SVB and Signature were the biggest banking crashes since the 2008 global financial crisis, forcing US authorities to take them over and guarantee customer deposits.
“The financial sector in Europe is undergoing significant upheaval today as a result of the collapse of SVB,” noted Naeem AslamChief Investment Officer at Zae Capital Markets.
Bank shares tumbled across Europe, with Germany’s Commerzbank and France’s Societe Generale and BNP Paribas each down more than 10 percent. British lender Barclays gave up about eight per cent.
On Wall Street, JPMorgan Chase fell 3.6 percent, Citigroup lost 5.0 percent and regional bank First Republic sank 18.7 percent.
“What started as a regional banking crisis in the US has suddenly turned into a European crisis,” said the IG analyst. Chris Beauchamp,
“Certainly the ECB will not hike again because the crisis has intensified,” he told AFP.
The European Central Bank is set to hike interest rates again on Thursday to tackle high inflation, but the banking crisis raised concerns about the health of the sector as borrowing costs rose.
“Extreme fear and negative sentiment have resurfaced as the sector fails to address liquidity concerns and fears of contagion, raising questions about the likelihood of another financial crisis in Europe,” said the City Index analyst. Fiona Cincotta told AFP.
The collapse of tech sector lenders Silicon Valley Bank and Signature has roiled global markets, forcing US authorities to intervene over the weekend to stem the contagion.
After Tuesday’s rebound, equities fell again on Wednesday, with European indices falling more than three percent in the afternoon and Wall Street opening lower.
The euro declined for the first time since December 2021, while oil prices also declined, with the main US contract WTI slipping below $70 a barrel.
“You get the picture: Investors were panicking. Bloodshed, if you will,” said Fawad RazakzadaMarket Analyst at CityIndex and FOREX.com.
“Anxieties have intensified over another 2008-style financial crisis,” he said.
Shares of Credit Suisse, Switzerland’s second largest bank, fell 30 per cent to a record low.
Credit Suisse, already mired in scandals before the US banking turmoil, was hammered by markets after its main shareholder, the Saudi National Bank, refused to infuse more cash into the bank.
SVB and Signature were the biggest banking crashes since the 2008 global financial crisis, forcing US authorities to take them over and guarantee customer deposits.
“The financial sector in Europe is undergoing significant upheaval today as a result of the collapse of SVB,” noted Naeem AslamChief Investment Officer at Zae Capital Markets.
Bank shares tumbled across Europe, with Germany’s Commerzbank and France’s Societe Generale and BNP Paribas each down more than 10 percent. British lender Barclays gave up about eight per cent.
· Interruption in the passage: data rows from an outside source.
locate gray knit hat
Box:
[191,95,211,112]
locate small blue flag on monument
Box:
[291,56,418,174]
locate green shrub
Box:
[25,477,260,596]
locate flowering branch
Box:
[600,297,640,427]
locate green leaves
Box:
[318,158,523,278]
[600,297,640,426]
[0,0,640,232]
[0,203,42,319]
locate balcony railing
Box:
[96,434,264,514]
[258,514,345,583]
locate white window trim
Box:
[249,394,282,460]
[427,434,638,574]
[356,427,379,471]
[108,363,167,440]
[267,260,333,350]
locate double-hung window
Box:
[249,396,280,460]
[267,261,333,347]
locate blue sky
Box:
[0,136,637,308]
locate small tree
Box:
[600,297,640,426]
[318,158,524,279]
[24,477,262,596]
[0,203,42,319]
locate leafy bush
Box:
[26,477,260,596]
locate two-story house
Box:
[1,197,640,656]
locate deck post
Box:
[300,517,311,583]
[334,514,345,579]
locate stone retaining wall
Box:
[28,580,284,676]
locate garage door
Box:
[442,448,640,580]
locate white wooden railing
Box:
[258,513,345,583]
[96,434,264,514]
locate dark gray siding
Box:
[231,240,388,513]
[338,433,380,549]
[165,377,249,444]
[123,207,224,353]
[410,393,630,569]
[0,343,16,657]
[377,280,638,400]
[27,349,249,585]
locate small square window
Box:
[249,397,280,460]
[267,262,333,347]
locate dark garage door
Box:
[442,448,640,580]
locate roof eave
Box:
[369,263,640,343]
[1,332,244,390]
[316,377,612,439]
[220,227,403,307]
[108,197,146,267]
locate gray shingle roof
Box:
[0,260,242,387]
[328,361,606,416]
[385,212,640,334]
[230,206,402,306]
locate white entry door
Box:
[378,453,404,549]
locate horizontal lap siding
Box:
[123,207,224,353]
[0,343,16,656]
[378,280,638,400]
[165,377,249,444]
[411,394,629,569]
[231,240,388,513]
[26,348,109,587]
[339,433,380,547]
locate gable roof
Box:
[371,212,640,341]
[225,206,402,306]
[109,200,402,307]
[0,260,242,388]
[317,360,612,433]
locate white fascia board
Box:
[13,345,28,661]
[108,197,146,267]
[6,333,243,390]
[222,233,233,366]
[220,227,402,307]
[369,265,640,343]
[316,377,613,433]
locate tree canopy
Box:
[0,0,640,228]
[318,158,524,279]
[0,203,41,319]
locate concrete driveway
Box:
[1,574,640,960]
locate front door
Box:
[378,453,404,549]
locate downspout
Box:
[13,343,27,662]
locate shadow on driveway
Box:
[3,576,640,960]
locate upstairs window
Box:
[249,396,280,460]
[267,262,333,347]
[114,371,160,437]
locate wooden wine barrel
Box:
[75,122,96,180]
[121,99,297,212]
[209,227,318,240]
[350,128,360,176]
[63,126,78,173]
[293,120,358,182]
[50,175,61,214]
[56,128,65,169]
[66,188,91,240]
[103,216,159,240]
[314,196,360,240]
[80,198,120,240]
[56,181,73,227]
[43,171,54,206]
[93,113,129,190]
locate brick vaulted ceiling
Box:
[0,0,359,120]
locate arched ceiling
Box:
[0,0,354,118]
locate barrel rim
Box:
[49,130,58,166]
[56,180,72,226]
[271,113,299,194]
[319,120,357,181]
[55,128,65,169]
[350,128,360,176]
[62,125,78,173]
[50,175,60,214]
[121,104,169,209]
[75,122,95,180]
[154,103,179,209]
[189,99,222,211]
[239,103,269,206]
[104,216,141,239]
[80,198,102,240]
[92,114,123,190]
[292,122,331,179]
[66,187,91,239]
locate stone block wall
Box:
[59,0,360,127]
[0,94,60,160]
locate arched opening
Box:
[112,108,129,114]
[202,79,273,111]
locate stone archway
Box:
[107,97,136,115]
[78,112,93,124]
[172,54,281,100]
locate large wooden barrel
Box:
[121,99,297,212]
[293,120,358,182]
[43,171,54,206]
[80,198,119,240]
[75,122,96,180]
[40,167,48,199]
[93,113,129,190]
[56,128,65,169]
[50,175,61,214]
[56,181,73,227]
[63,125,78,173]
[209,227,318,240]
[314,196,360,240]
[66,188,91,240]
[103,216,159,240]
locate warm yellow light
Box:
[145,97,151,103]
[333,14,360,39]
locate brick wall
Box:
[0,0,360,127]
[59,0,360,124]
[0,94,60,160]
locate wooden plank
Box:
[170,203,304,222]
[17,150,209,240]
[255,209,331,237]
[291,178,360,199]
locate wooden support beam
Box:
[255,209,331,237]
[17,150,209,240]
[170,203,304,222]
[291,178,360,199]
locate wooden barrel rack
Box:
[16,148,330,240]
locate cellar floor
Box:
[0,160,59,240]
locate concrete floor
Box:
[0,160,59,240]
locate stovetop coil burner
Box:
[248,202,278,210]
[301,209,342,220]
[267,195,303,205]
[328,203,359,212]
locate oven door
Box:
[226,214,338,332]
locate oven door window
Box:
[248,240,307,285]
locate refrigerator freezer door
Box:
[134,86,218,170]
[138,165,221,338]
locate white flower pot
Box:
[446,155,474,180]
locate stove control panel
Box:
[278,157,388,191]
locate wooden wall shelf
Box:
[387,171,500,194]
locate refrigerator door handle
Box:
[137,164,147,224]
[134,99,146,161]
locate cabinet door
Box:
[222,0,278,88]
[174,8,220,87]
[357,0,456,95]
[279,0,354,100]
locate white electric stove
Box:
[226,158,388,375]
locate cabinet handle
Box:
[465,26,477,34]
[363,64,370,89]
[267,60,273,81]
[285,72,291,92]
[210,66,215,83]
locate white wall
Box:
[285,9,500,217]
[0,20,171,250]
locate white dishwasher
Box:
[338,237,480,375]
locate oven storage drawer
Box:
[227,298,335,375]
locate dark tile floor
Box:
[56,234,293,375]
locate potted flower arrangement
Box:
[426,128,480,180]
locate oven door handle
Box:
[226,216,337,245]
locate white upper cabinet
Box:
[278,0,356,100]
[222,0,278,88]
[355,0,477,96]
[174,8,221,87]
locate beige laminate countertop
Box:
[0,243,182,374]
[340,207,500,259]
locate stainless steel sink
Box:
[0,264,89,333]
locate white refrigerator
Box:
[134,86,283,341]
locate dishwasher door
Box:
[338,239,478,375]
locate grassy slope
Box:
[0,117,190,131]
On Wall Street, JPMorgan Chase fell 3.6 percent, Citigroup lost 5.0 percent and regional bank First Republic sank 18.7 percent.
“What started as a regional banking crisis in the US has suddenly turned into a European crisis,” said the IG analyst. Chris Beauchamp,
“Certainly the ECB will not hike again because the crisis has intensified,” he told AFP.
The European Central Bank is set to hike interest rates again on Thursday to tackle high inflation, but the banking crisis raised concerns about the health of the sector as borrowing costs rose.
“Extreme fear and negative sentiment have resurfaced as the sector fails to address liquidity concerns and fears of contagion, raising questions about the likelihood of another financial crisis in Europe,” said the City Index analyst. Fiona Cincotta told AFP.